Automated workflows in Galaxy

Are you tired of doing the same thing over and over again?

In bioinformatics, some steps are repeated frequently. These include, for example, checking the quality of reads before and after filtering. It is also undesirable to constantly adjust the parameters manually, as this can quickly lead to errors.

The strength of Galaxy therefore lies in the fact that analyses can be repeated in a standardized manner.

For this purpose, so-called workflows have been developed that allow work steps and entire analyses to be performed repeatedly.

In this chapter, we will learn how to create a simple workflow.

Create a new workflow

Create a new workflow

Chose Workflow in the Activity Bar on the very left side of the Galay user interface.

After the new workflow is create we can rename it to Read Filter.

Adding tools to the workflow

After creating an empty template for a workflow, we still need to fill it with content. To do this, we perform the following steps.

Adding and connecting tools

Inside the empty workflow panel perform the following steps:

  • Click on Inputs on the left in the action panel.
  • Chose Input Dataset Collection
  • Click and move 1: Input dataset collection to the desired position.
  • Click on 1: Input dataset collection and on the right side the options menue for the selected tool will open.
  • Change Collection type to list:paired
  • Next go to tools and chose Falco.
  • The new tool appears inside the workflow window.
  • Connect 1: Input dataset collection with 2: Falco.
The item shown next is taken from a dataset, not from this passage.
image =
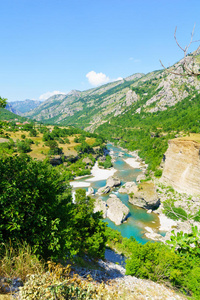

  • Open up the tool bar again and search for Trim Galore!
  • Click on Trim Galore! and add it to your workflow.
  • Move the tool to the desired position.
  • Click on the tool and open the options.
  • Change the following parameters of Trim Galore!
    • Is this library paired- or single end: Paired Collection
    • Advanced settings: Full parameter list
    • Trim low-quality ends from reads in addition to adapter removal (Enter phred quality score threshold): 30
    • Discard reads that became shorter than length N: 50
  • Connect 1: Input dataset collection with 3: Trim Galore!

  • Save the workflow by cliching the disk symbol in the top right corner

Start the workflow

Now it’s time to test the newly created workflow.

Start workflow

Click on the left side on Workflows and chose your workflow Read Filter.

Set your workflow parameters by chosing the correct input file: Paired-end data (fastq-dump).

Advanced task: Quality of the Trim Galore output

Now try to work on the workflow until it completes the following task:

  • The workflow takes the paired reads (Illumina) as input
  • The falco tool is launched on the data set.
  • The data set is then filtered using Trim Galore!.
  • falco is run again on the result of Trim Galore!.

Set the Trim Galore! options as follows:

Additional task:

  • What would the workflow look like if you started with the SRA accession number SRR25338386? Tip: Use the Download and Extract Reads in FASTQ tool!

Congratulations! You have created and started a workflow.